Seminar on AI and Health Data
November the 10th, at 13-15
University of Helsinki, Chemicum building (A.I. Virtasen aukio 1, Helsinki), room A128
Program
Allan Tucker (Reader, Head of Intelligent Data Analysis Group, Brunel University London): How to Deal with Privacy, Bias & Drift in AI Models of National Healthcare Data
Primary healthcare care data offers huge value in modelling disease and illness. However, this data holds extremely private information about individuals and privacy concerns continue to limit the wide-spread use of such data, both by public research institutions and by the private health-tech sector. One possible solution is the use of synthetic data which mimics the underlying correlational structure and distributions of real data but avoids many of the privacy concerns. Brunel University London has been working in a long-term collaboration with the Medicine and Health Regulatory Authority in the UK to construct a high-fidelity synthetic data generator using probabilistic models with complex underlying latent variable structures. This work has led to multiple releases of synthetic data on a number of diseases including covid and cardiovascular disease, which are available for state-of-the-art AI research. Two major issues that have arisen from our synthetic data work are issues with bias, even when working with comprehensive national data, and with concept drift where subsequent batches of data move away from current models and what impact this may have on regulation.

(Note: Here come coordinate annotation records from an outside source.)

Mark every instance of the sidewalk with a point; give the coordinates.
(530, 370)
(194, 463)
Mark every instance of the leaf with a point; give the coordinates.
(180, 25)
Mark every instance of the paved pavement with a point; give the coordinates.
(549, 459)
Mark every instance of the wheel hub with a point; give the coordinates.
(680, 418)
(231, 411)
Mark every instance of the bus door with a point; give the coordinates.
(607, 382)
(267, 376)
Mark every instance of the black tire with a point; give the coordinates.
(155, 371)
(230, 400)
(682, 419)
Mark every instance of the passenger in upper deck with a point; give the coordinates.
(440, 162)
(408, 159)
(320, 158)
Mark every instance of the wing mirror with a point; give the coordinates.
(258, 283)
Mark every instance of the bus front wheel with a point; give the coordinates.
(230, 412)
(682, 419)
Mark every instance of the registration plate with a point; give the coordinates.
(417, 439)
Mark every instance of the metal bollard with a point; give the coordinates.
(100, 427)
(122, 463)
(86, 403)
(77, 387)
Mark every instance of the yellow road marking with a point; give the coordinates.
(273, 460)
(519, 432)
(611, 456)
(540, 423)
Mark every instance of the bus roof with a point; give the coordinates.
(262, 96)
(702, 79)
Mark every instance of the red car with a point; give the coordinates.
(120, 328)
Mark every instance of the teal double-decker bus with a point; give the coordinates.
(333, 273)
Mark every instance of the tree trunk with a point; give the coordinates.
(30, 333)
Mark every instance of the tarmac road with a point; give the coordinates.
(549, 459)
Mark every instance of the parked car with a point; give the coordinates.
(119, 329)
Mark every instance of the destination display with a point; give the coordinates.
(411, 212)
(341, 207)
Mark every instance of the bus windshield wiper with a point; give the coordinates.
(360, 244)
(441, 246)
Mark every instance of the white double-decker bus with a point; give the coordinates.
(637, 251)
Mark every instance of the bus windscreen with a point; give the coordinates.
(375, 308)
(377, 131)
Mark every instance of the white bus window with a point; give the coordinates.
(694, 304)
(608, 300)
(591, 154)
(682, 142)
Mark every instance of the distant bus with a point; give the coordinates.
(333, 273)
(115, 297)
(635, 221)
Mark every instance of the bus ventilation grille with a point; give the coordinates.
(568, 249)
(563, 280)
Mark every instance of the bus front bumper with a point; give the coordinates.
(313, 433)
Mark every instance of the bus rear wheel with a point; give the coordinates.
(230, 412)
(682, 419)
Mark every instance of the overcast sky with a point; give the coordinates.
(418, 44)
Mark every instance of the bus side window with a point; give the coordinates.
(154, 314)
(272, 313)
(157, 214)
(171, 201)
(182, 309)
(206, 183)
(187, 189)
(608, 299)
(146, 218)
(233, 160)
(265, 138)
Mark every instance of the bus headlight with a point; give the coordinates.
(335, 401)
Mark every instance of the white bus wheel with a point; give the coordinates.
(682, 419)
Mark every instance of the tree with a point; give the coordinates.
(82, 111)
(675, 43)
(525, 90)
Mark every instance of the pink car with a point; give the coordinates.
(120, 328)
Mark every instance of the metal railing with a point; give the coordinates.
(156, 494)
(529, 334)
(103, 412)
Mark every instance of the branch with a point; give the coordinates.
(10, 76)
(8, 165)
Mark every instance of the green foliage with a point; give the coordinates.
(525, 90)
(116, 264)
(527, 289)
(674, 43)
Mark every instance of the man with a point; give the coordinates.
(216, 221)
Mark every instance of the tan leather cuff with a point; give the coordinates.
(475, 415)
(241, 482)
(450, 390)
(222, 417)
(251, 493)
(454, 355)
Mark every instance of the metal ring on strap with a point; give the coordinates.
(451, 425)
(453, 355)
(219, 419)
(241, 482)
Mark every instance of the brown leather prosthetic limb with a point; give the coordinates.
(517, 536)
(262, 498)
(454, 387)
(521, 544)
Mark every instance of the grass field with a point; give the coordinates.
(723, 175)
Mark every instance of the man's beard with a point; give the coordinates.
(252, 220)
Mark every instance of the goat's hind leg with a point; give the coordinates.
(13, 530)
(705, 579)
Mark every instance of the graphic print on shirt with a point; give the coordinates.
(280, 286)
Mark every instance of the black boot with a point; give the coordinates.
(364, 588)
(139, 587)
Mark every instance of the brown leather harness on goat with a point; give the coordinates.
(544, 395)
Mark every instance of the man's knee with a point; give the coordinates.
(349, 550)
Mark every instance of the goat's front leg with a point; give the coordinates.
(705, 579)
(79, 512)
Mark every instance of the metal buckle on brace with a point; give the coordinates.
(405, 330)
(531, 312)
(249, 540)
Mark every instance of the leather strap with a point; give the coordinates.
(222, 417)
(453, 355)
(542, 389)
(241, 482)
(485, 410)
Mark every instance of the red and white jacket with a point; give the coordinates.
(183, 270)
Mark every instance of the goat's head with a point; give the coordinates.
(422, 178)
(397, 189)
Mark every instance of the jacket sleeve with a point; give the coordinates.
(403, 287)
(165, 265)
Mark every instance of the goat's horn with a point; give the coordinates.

In this talk I will discuss some of the key results of the collaboration: on our experiences of synthetic data generation, on the detection of bias and how to better represent the true underlying UK population, and how to handle concept drift when building models of healthcare data that evolves over time.
Antti Honkela (Associate Professor, University of Helsinki and FCAI): Noise-Aware Differentially Private Synthetic Data
Synthetic data generated under differential privacy (DP) promises to significantly simplify analysis of sensitive personal data by providing strong formal privacy guarantees. Existing work has shown that simply analysing DP synthetic data as if it were real does not produce valid inferences of population-level quantities, leading to too narrow confidence intervals and thereby risking false discoveries. We propose using multiple imputation techniques to avoid these problems. This requires simulating multiple synthetic data sets from the Bayesian posterior predictive distribution over data sets. We propose a novel noise-aware Bayesian DP synthetic data generation mechanism for discrete data that enables generating such a distribution of data sets. Our experiments demonstrate that the method is able to produce accurate confidence intervals from DP synthetic data.
Simo Särkkä (Associate Professor, Aalto University and FCAI): Machine learning in predictive medical diagnostics: some case studies
The aim of the talk is to present results from selected cases studies of using machine learning in medical diagnostics. In particular, the aim is to summarize the methodology and results from neonatal mortality and morbidity classification using combined sensor and medical record data. The use of deep learning in image-based diabetic retinopathy classification is presented as another case study. The talk proceeds to insights on uncertainty quantification and time-series modeling aspects arising in these applications.